Greece to complete bailout talks by Thursday: paper
Greece and a team of EU/IMF/ECB inspectors are set to conclude talks by Thursday on a medium-term fiscal plan including the government's progress toward meeting budget targets, a Greek newspaper reported on Wednesday.
Inspectors from the troika are in Athens to decide whether to release a tranche of 12 billion euros the country needs next month to avoid a default. In part due to IMF demands, discussions on a new package that would meet Greece's needs up to 2014 are also taking place.
The new package, expected to total around 65 billion euros according to EU officials, could involve a mixture of collateralized loans from the EU and IMF, and additional revenue measures, with unprecedented intrusive external supervision of Greece's privatization program.
Government sources say talks with the 'troika' representatives will be completed by tomorrow morning at the latest, so that the 2011 measures and the mid-term fiscal plan come before a cabinet meeting for approval on Friday, daily Kathimerini said.
The German government has said that it expected the talks to be completed by the end of this week, or possibly early next week.

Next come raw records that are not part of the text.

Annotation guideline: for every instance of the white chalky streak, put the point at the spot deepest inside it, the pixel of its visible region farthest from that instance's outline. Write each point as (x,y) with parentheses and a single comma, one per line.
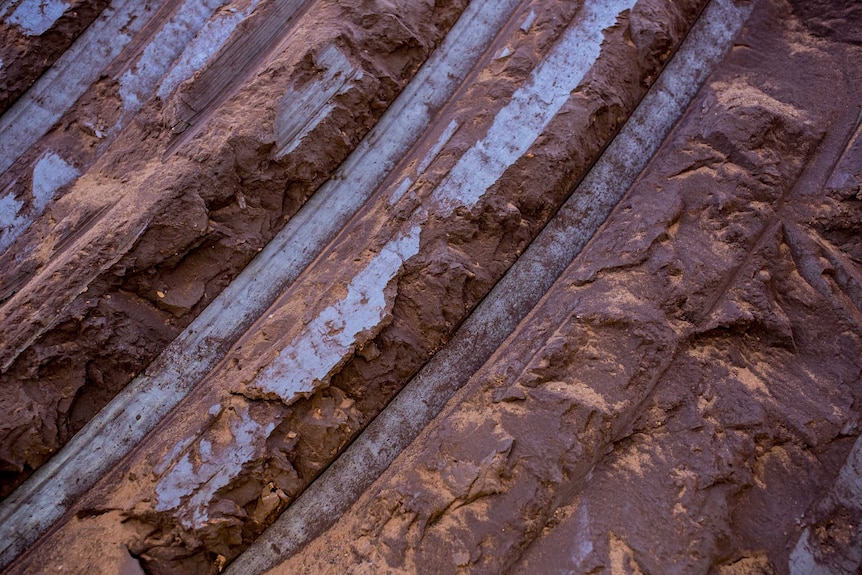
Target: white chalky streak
(330,496)
(531,108)
(214,467)
(50,174)
(293,122)
(138,82)
(209,40)
(42,105)
(331,337)
(35,17)
(42,499)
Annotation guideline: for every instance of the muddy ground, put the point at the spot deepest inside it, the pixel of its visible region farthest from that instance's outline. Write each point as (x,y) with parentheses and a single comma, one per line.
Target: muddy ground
(685,398)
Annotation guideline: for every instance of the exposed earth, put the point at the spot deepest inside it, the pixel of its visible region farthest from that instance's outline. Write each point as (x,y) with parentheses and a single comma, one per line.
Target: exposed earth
(387,286)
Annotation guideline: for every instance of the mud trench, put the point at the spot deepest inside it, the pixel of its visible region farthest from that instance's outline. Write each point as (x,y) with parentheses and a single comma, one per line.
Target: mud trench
(515,286)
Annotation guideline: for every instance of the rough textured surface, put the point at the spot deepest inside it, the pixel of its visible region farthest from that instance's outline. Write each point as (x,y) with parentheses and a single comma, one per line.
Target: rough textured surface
(26,52)
(200,488)
(684,399)
(117,265)
(688,391)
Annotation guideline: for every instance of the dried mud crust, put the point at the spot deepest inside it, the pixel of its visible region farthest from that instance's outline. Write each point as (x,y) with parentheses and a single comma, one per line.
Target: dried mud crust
(144,240)
(685,395)
(274,445)
(25,55)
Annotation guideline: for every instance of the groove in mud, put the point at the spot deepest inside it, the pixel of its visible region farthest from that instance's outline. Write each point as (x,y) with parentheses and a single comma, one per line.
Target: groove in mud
(453,269)
(331,494)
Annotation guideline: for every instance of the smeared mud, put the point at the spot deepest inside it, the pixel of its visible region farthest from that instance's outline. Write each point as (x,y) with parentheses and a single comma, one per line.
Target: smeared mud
(123,260)
(202,487)
(685,398)
(32,40)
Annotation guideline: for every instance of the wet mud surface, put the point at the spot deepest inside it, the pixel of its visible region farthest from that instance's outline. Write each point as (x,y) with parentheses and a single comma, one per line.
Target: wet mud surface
(32,42)
(147,237)
(684,399)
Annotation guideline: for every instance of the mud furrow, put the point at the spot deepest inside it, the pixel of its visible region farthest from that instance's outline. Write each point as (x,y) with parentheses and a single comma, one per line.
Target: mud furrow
(36,34)
(340,350)
(197,220)
(330,495)
(125,421)
(640,435)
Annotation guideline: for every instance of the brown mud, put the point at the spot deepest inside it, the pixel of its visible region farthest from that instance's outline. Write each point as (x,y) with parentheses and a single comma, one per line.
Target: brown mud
(684,397)
(25,56)
(144,240)
(460,256)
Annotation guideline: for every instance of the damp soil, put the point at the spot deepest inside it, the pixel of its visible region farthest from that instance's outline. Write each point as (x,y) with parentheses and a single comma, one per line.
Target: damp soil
(25,56)
(684,398)
(120,263)
(460,256)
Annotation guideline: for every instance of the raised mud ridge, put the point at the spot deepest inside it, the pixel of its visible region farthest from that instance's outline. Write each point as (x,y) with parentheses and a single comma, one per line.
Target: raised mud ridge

Germany's Frankfurter Allgemeine Zeitung newspaper reported that the IMF would not pay its share of the bailout tranche at end-June, but would take part in a new program for Greece.
A Greek finance ministry spokeswoman declined to comment.

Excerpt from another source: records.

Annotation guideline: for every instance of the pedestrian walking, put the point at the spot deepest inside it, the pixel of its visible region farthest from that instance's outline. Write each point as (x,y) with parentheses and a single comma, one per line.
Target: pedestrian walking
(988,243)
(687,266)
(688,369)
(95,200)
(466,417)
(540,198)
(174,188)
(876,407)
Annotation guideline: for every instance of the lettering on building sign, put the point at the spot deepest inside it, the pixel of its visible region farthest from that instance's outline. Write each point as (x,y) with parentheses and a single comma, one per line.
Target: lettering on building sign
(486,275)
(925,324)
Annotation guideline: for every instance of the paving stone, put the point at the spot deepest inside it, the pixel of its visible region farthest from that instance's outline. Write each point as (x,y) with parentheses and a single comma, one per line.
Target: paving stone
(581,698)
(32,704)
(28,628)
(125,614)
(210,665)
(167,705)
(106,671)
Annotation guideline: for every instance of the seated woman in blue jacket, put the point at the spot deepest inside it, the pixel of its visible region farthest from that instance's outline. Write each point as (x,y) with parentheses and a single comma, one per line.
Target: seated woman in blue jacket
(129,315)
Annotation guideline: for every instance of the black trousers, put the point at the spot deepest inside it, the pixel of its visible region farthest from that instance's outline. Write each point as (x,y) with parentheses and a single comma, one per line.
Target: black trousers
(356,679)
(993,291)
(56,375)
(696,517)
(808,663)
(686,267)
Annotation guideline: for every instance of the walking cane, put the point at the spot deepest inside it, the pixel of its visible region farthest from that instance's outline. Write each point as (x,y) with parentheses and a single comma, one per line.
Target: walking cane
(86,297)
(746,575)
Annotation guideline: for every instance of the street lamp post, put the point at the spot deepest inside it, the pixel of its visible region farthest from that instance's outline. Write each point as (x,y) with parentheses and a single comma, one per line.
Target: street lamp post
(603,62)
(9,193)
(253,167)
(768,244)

The IMF said last week it would not release the next slice of aid to keep Greece afloat unless the EU guaranteed Athens' entire funding needs for the next 12 months.
That is problematic since under the current plan Greece would resume raising some money from the markets in March 2012 -- an assumption that is now unrealistic given sky-high Greek bond yields in secondary market trade.

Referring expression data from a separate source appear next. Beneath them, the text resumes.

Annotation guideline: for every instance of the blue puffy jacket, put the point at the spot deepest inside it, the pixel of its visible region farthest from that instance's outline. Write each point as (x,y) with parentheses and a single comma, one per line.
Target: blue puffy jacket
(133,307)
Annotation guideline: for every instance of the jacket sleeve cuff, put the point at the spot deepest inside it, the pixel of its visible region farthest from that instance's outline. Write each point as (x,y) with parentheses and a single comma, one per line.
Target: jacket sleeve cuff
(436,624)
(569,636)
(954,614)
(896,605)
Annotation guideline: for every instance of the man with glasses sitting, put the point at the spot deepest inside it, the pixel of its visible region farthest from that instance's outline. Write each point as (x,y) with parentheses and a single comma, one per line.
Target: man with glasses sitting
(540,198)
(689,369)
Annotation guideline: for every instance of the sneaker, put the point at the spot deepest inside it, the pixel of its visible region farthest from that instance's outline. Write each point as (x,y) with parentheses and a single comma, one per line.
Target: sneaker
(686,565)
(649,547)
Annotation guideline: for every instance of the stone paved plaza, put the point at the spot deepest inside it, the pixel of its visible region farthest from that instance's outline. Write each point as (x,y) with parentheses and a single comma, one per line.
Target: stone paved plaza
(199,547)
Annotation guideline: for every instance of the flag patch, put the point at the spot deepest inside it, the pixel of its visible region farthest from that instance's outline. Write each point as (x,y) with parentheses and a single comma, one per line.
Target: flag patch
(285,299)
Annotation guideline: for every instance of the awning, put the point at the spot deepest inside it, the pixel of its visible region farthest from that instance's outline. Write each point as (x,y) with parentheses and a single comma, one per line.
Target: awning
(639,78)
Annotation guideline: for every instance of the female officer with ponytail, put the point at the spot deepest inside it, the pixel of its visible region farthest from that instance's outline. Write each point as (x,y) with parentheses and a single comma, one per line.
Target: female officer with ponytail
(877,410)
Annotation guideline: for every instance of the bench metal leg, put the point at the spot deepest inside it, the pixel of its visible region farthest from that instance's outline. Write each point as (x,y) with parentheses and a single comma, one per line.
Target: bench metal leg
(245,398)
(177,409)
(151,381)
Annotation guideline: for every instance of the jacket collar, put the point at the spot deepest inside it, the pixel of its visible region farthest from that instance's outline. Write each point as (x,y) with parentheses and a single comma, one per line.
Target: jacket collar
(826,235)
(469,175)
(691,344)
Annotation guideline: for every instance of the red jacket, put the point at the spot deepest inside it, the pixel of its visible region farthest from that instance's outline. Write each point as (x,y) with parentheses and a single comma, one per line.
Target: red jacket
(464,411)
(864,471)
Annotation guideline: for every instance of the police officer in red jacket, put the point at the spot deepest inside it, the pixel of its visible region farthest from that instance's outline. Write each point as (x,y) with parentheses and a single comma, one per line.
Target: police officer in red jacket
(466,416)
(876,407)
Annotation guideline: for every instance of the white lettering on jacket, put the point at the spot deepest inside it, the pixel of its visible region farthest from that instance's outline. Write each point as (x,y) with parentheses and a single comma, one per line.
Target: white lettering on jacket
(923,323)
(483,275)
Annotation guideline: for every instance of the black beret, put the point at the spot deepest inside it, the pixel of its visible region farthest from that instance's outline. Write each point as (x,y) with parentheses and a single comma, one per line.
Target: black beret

European officials are holding talks in Vienna to sketch out options for a second bailout package, with private sector participation still under discussion to help relieve the country of its massive debt burden.
Deputy Prime Minister Theodoros Pangalos will also chair an interministerial meeting on Wednesday on moves to downsize the public sector and terminate some government bodies as Athens scrambles to cut its wage bill further.
A press conference will follow.
The government is considering shrinking, merging and terminating a number of agencies that have no substantive mission, keen to show its lenders it is determined to shrink the public sector.